The latest purchasing managers’ index (PMI) from Bank of Scotland, published today, pointed to a further mild expansion of Scottish private sector activity last month.
The survey posted a score of 51.1 for November, up slightly from October’s mark of 51, on a scale where 50 sits at the point between growth and recession. This latest monthly increase in private sector activity extended the current spell of growth to 11 months, with higher output registered by both manufacturers and services providers.
But the Bank of Scotland survey said output levels had increased through work to fill backlogs, while the amount of new business received by Scottish firms fell for the third consecutive month.
Donald MacRae, chief economist at Bank of Scotland, said the Scottish PMI was above both the UK and the eurozone levels, “showing the resilience of the Scottish economy”.
But he warned: “Both new orders and new export orders fell in the month, highlighting the challenge of maintaining growth in the face of the global slowdown.”
The drop in incoming new work was due to the manufacturing sector, which suffered from a decline in demand for Scotland’s goods.
The survey said backlogs of work reduced markedly, with outstanding business being cleared at a sharper rate than usual. This suggests Scottish manufacturing will not be able to continue growing for long unless it sees a pick‑up in orders.

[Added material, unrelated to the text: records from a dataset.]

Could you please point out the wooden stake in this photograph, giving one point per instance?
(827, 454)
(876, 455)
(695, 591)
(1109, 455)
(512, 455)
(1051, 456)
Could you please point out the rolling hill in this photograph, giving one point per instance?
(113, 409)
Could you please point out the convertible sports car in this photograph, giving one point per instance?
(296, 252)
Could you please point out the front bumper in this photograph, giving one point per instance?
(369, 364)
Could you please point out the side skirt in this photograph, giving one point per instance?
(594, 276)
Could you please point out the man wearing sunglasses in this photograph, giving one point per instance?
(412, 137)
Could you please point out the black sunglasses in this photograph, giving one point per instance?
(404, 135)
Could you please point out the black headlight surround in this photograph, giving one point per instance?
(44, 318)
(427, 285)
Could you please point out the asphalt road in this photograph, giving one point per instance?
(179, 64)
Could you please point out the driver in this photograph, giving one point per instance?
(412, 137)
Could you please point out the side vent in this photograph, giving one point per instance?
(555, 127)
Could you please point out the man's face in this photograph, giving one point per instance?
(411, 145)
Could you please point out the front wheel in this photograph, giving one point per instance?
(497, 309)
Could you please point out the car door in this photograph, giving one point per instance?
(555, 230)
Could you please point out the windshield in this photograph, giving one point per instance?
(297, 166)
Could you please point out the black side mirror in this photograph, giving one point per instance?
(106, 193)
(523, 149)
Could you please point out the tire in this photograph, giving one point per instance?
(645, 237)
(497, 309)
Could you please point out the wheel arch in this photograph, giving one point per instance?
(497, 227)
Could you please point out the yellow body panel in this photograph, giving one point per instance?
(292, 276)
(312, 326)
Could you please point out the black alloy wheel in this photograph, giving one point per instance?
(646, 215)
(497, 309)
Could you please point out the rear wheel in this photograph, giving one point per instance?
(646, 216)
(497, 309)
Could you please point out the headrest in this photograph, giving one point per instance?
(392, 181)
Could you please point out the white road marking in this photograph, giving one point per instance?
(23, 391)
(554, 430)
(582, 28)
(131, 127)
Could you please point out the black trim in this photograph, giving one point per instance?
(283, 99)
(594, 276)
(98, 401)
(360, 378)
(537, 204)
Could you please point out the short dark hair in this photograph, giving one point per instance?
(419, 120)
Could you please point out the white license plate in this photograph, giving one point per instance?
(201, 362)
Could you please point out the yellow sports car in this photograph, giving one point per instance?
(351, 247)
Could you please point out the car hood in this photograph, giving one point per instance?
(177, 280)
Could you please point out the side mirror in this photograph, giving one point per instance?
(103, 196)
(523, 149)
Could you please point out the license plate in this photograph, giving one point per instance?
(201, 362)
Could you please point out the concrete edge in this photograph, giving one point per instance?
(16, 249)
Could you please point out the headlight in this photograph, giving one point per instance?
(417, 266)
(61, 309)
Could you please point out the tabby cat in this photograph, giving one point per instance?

A modest rise in service sector business wins softened the overall contraction in new work.
However, manufacturers still created jobs, taking on staff at a faster rate than their service sector counterparts.
The survey, carried out in conjunction with research firm Markit and based on feedback from 600 companies, coincides with the publication of a report by accountancy firm BDO which suggests that the UK as a whole faces a possible recession this winter.
BDO’s output index – which measures turnover expectations three months ahead – dropped to 92.5 in November, its lowest level since June 2009.
The index has remained below the crucial 95 mark that indicates negative growth since July 2011, suggesting that the UK economy could have already entered a period of contraction in the current quarter.
Forecasts for the first half of 2012 are equally gloomy.
BDO’s optimism index – which predicts business confidence in two quarters’ time and has been below 95 since September – saw a considerable drop, from 94.1 in October to 92.5 in November.
Neil Craig, managing partner for BDO in Glasgow, said uncertainty over the eurozone was “plaguing” confidence.
He said: “We believe it is imperative that the [UK] government adopt a more liberal approach to borrowing, enabling larger scale government investment in infrastructure.”
He suggested that housing projects in particular were “crying out” for government finance which would “throw a lifeline to the UK’s stuttering recovery”.